1 Z Scaling

Z-scaling, also known as standardization or z-score normalization, is a common preprocessing step in statistics and machine learning. It involves transforming the features of a dataset so that they have a mean of 0 and a standard deviation of 1. The formula for z-scaling is:

\[z=\dfrac{x-\mu}{\sigma}\]

where:

  • z is the standardized value,

  • x is the original value,

  • \(\mu\) is the mean of the feature,

  • \(\sigma\) is the standard deviation of the feature.

Here are some reasons why z-scaling is used:

  1. Comparability: Z-scaling makes different features more comparable by putting them on the same scale. This is particularly important when features have different units or scales.
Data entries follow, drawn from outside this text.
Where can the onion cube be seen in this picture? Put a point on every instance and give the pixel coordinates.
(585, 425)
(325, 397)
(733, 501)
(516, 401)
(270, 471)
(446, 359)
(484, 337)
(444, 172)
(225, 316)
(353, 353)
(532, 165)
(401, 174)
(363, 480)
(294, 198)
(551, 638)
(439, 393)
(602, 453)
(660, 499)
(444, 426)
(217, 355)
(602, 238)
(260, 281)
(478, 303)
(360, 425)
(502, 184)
Standardizing the features ensures that no single feature dominates the others in terms of scale.

  2. Gradient Descent Convergence: In machine learning algorithms that use gradient descent for optimization, having features on a similar scale can help the algorithm converge faster. Features with large scales might cause the algorithm to take longer to find the optimal solution.

  3. Regularization: Regularization techniques, such as L1 and L2 regularization, penalize large coefficients in regression models. Standardizing the features helps prevent one feature with a large scale from disproportionately influencing the model’s coefficients.
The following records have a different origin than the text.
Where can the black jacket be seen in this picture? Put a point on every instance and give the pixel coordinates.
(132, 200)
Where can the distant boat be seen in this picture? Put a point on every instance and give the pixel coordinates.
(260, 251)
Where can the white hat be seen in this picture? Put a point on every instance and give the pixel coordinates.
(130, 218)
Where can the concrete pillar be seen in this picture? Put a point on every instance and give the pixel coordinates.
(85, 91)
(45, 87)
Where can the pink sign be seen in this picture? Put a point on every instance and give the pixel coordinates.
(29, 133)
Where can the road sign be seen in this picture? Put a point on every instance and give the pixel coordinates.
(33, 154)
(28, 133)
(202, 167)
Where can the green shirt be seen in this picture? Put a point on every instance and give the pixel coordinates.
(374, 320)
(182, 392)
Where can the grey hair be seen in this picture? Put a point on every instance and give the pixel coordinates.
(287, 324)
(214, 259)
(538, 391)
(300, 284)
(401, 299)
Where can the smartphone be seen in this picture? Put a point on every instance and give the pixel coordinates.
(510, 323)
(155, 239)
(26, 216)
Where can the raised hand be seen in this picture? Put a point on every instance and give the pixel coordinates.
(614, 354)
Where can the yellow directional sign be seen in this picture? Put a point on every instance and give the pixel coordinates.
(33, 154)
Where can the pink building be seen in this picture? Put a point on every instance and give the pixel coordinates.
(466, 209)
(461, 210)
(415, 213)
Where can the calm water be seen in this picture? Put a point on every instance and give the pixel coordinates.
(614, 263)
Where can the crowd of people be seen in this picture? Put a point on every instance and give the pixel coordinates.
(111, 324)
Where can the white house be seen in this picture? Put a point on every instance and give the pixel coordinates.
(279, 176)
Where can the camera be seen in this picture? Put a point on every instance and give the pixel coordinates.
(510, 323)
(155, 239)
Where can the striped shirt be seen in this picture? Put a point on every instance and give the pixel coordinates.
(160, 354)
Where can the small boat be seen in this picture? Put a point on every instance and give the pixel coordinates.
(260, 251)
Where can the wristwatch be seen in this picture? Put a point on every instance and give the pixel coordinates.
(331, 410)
  4. Some Machine Learning Algorithms: Certain machine learning algorithms, such as k-nearest neighbors and support vector machines, rely on distance measures between data points. Standardizing features ensures that each feature contributes equally to the distance computation.
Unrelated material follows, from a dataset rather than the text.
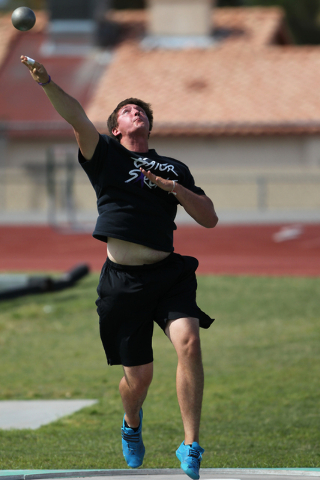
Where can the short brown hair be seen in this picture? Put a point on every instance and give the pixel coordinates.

  5. Principal Component Analysis (PCA): In dimensionality reduction techniques like PCA, where the goal is to capture the most significant variance in the data, z-scaling is often applied to ensure that all features contribute equally to the principal components.

It’s important to note that z-scaling is not always necessary or beneficial. For algorithms that are not sensitive to feature scales (e.g., tree-based models like decision trees and random forests), standardization might not be required. The decision to z-scale features depends on the specific characteristics of the data and the requirements of the algorithm being used.

1.1 Implementation

Lets first create the normally distributed data with mean 108 and sd of 7.2

# Clear the workspace
  rm(list = ls()) # Clear environment
  gc()            # Clear unused memory
##          used (Mb) gc trigger (Mb) limit (Mb) max used (Mb)
## Ncells 531073 28.4    1182718 63.2         NA   669265 35.8
## Vcells 975163  7.5    8388608 64.0      16384  1840452 14.1
  cat("\f")       # Clear the console
  dev.off         # Clear the charts
## function (which = dev.cur()) 
## {
##     if (which == 1) 
##         stop("cannot shut down device 1 (the null device)")
##     .External(C_devoff, as.integer(which))
##     dev.cur()
## }
## <bytecode: 0x1401bd3c8>
## <environment: namespace:grDevices>
# Generate a dataset 'data_values' of 1000 observations from a normal distribution
# with a mean 'mu' and a standard deviation 'sigma'.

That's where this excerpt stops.